Вспоминая, Антон удивлялся, как мало влияла идеологически собственно школа. Влияние было скорее общегосударственное. Мы верили, что страна кишит шпионами. Читали, передавая друг другу, толстую красную книгу с рассказами, как пионеры помогают пограничникам. В журналах "Пионер" и "Дружные ребята" тоже печатались такие истории, в прозе и стихах. Герой одной из них, Вася Иванчиков, гуляя с другом возле колхозного поля, увидел, как среди моря золотых колосьев вдруг что-то "зачернело, словно лодка на волне". Лодка оказалась плечьми и кепкой незнакомого мужчины, который вежливо поздоровался с пионерами: "Здравствуй, русские ребята", – и пошёл своей дорогой. Вася послал друга на погранзаставу, а сам залез на высокую сосну – наблюдать. "Как узнать врага ты мог?" – спросил старший сержант после поимки диверсанта. Находчивый Вася секрета не скрыл: "Русский русскому не скажет: – Здравствуй, русский, здравствуй, брат".
Мы страстно мечтали обнаружить хотя бы одного шпиона. Петька считал, что на худой конец подошёл бы какой-нибудь диверсантский пёс: "Зашита в ошейнике пачка бумаг: собаку послал с донесением враг". Но ближайшая граница находилась в трёх тысячах километров, к тому же Антон полагал, что пёс из стихотворения – редкое исключенье в благородной собачьей генерации.
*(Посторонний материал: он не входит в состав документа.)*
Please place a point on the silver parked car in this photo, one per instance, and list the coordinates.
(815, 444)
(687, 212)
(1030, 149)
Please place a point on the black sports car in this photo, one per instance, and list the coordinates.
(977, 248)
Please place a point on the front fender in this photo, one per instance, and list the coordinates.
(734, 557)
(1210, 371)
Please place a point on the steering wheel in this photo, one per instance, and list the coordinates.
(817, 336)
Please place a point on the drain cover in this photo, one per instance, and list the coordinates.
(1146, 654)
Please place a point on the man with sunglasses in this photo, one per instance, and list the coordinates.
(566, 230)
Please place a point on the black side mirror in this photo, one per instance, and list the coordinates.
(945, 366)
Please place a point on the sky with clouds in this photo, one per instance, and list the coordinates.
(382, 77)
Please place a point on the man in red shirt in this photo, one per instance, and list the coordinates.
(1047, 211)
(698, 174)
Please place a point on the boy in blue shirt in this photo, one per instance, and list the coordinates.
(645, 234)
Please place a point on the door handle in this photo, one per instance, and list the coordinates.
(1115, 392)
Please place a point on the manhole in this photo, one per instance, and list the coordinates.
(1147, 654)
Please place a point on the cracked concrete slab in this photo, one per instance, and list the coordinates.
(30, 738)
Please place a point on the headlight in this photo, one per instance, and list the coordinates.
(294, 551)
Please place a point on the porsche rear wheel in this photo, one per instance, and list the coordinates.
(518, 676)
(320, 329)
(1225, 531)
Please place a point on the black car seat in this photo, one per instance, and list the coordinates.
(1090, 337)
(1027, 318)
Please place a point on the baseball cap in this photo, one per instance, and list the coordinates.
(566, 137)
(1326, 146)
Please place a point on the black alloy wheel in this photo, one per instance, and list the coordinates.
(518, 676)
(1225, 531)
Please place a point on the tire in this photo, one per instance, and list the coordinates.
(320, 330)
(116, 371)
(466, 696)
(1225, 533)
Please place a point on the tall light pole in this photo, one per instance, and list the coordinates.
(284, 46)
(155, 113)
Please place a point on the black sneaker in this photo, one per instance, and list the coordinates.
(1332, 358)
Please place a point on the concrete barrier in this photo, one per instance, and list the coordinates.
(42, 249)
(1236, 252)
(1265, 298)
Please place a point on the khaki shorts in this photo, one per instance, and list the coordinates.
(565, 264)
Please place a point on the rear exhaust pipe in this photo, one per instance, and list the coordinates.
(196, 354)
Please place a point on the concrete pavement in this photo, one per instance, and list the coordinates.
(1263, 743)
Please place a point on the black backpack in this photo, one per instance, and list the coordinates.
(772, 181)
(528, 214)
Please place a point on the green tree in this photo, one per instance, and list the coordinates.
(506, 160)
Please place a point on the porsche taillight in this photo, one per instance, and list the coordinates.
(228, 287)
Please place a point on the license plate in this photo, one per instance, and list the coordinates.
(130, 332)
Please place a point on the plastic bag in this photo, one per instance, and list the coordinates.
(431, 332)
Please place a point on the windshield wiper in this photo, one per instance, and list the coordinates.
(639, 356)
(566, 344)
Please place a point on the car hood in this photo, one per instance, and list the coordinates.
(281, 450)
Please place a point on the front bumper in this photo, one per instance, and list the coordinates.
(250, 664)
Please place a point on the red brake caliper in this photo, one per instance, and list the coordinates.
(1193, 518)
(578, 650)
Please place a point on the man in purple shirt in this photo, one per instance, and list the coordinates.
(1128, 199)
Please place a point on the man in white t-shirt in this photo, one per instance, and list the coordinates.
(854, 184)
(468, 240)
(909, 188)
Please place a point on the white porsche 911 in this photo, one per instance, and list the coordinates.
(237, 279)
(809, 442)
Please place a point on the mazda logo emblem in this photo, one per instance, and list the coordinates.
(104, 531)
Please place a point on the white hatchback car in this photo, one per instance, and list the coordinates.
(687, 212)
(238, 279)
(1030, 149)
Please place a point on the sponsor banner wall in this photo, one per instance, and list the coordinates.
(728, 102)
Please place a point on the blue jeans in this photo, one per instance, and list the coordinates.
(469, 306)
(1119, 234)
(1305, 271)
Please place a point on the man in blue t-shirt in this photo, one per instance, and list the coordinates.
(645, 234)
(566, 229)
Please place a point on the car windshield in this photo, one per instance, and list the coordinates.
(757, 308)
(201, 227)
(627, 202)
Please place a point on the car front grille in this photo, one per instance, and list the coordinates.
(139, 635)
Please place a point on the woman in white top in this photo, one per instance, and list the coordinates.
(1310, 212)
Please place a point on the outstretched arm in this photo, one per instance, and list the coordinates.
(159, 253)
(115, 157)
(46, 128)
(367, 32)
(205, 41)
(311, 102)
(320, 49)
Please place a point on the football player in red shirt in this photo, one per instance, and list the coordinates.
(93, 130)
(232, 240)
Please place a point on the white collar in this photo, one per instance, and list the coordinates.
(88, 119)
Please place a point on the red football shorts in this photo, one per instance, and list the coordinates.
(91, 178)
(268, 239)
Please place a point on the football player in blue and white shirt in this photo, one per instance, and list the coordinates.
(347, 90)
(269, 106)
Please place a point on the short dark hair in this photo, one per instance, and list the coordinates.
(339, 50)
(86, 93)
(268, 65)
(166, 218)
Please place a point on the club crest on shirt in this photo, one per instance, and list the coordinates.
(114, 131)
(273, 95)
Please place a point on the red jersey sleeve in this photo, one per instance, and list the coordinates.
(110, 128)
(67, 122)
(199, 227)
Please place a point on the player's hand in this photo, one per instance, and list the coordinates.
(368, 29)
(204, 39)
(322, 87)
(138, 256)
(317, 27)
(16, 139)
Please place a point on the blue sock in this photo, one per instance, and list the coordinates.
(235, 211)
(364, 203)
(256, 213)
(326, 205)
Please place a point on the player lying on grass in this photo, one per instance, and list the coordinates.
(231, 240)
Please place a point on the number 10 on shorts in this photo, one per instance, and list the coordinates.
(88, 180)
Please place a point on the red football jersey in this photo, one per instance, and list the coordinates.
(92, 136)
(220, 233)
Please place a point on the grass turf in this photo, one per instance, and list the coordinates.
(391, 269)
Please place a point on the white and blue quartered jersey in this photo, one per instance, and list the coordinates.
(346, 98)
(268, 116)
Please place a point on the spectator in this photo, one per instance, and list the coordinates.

Другое дело – люди, например, физик Александр Петрович Баранов. Приехавший с КВЖД, а до этого живший в Харбине, весёлый, мелкокудрявый, носивший роскошную серую тройку японского шевиота (агентурное сведение из подслушанного Мятом разговора возле учительской), Барашек идеально подходил на роль японского шпиона. Рассказывал, что в Харбине бывал на концертах Вертинского и Лемешева. Вертинский – понятно, но Лемешев? Не могли разрешить народному артисту выступать перед белоэмигрантами. Было ясно: за Барашком надо следить. Мы залегали в бурьяне на краю соседнего огорода, но видели только, как Барашек ходил в клозет и сушившиеся на верёвке его кальсоны – шёлковые, как у штабс-капитана Рыбникова. Забавнее всего оказалось то, что, как узнали мы через много лет, Баранов действительно был завербован ещё на КВЖД, но разведкой не японской, а вовсе даже советской.
Одно время на роль шпионки у нас пробовалась ботаничка, дочь Кибаленко-Котырло, сотрудницы дореволюционного "Нижегородского листка". В Чебачинск она попала, сказав в учительской: по мнению её матери, молодой Горький печатал в этой газете очень плохие статьи и рассказы, а в другой раз высказав уже своё мнение, что роман Панфёрова "Бруски" надо бы назвать "Булыжники".
Подозрение на ботаничку пало по причине её исключительно уединенной жизни. Она даже не ходила на переменках в учительскую, а стояла в коридоре, положив портфель на подоконник. Знакомство водила только с одним человеком – своей землячкой, тоже ссыльной, дочерью известного саратовского краеведа и историка Гвоздаво-Голомбиевского. Но у ботанички обнаружился брат, переведённый из Забайкальского военного округа, – он вряд ли позволил бы ей податься в шпионки.